“Everyone is saying that it lacked context, that there should’ve been a caption or text, but I think the point came across pretty clear. What level would you have to take it to, to make it clear that it was satire?

“It seems that more people are worrying about people not getting it, than people actually not getting it.”

Josh Fruhlinger

editor of The Comics Curmudgeon and cartoon columnist at Wonkette

“I think it’s a funny cover, but unfortunately, because of the insanity that is modern political discourse, I heard about the controversy before I saw the cover.

“I think it’s a truism in comedy that if you have to keep explaining the joke, then the joke hasn’t worked.
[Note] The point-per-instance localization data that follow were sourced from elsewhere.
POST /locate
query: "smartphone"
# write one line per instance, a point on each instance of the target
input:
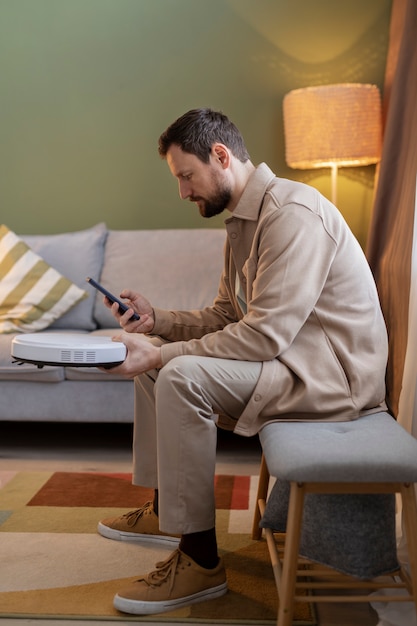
(123, 307)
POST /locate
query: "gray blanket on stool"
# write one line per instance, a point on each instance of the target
(354, 534)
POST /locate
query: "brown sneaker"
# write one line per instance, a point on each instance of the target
(139, 525)
(175, 583)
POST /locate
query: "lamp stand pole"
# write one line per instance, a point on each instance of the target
(333, 168)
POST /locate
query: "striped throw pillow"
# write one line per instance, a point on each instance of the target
(32, 293)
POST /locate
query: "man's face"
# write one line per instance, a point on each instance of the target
(203, 183)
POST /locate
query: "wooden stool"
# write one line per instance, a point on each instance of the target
(371, 455)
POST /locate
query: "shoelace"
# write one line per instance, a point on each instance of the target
(133, 516)
(166, 570)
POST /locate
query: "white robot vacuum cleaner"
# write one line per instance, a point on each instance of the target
(67, 349)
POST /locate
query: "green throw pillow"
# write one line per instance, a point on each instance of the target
(32, 293)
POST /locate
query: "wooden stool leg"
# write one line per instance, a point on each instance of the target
(261, 495)
(410, 523)
(291, 550)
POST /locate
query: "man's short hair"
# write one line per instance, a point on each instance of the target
(197, 130)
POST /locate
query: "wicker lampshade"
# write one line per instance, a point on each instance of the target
(332, 125)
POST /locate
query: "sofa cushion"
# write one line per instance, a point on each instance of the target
(33, 293)
(76, 255)
(178, 280)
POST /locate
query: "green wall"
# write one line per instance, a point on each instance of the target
(87, 86)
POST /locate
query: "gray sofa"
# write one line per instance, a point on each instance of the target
(176, 269)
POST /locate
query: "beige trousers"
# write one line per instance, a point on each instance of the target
(175, 433)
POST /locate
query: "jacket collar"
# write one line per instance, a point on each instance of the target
(252, 197)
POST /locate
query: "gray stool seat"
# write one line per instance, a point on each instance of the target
(342, 479)
(374, 448)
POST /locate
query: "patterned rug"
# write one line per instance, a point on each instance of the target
(54, 564)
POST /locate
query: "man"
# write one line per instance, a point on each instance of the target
(295, 332)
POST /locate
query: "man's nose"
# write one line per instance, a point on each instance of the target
(184, 189)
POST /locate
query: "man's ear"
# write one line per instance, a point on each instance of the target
(221, 154)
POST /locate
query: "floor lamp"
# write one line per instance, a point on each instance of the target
(332, 126)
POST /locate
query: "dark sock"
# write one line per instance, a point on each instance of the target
(201, 547)
(155, 502)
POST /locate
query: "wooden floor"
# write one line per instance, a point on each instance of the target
(91, 447)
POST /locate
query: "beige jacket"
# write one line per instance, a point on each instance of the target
(313, 315)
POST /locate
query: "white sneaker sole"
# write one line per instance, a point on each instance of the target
(139, 607)
(120, 535)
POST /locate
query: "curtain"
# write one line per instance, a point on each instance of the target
(391, 231)
(392, 254)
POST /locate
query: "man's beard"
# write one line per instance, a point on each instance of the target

The cover assumes a set of shared assumptions, and if you don’t share those assumptions, you might react different.

“I always bitch about those cartoons where every single item has a label on it—‘oh, this horse represents the Fed’—but I look at several dozen political cartoons a week. If you’re someone who doesn’t do that, it might be hard to find your bearings on that.

“It makes me sad, because all controversy just makes everything blander.

“From a technical standpoint, I think it’s very clever. It’s not just talking about a specific thing, it’s extending already ridiculous interpretations of other people’s view points.

“In the current time, you have to realize, when you create an image, that it will be seen out of context. It works in the set of expectations that people bring to what’s on the cover of The New Yorker.

“I’m very against making things dumb or bland, but if you’re only assuming that everyone who reads this is exactly like me, then there’s the problem of everything becoming an in-joke.”

Keith Knight

author/illustrator of The K Chronicles

“There was a time that i didn’t know what The New Yorker was, and if i had looked at the cover and didn’t know what The New Yorker was, i could see how it could be construed differently. The satire isn’t obvious. It’s really subtle.

“As a good cartoonist you want to be good, funny, make a point, be sharp. And most of the time, you’re more of one, and less of the other. This is a case of that; the point isn’t as sharp as it needs to be.

“Personally, I’m not into being totally outrageous just to be outrageous, but it would be really great to make a point and be funny and be outrageous.

“I didn’t even get a chance to see it without it being couched in ‘shocking revelations and controversy.’”

Bill Bramhall

editorial cartoonist, New York Daily News

“My response is my cartoon in today’s paper.”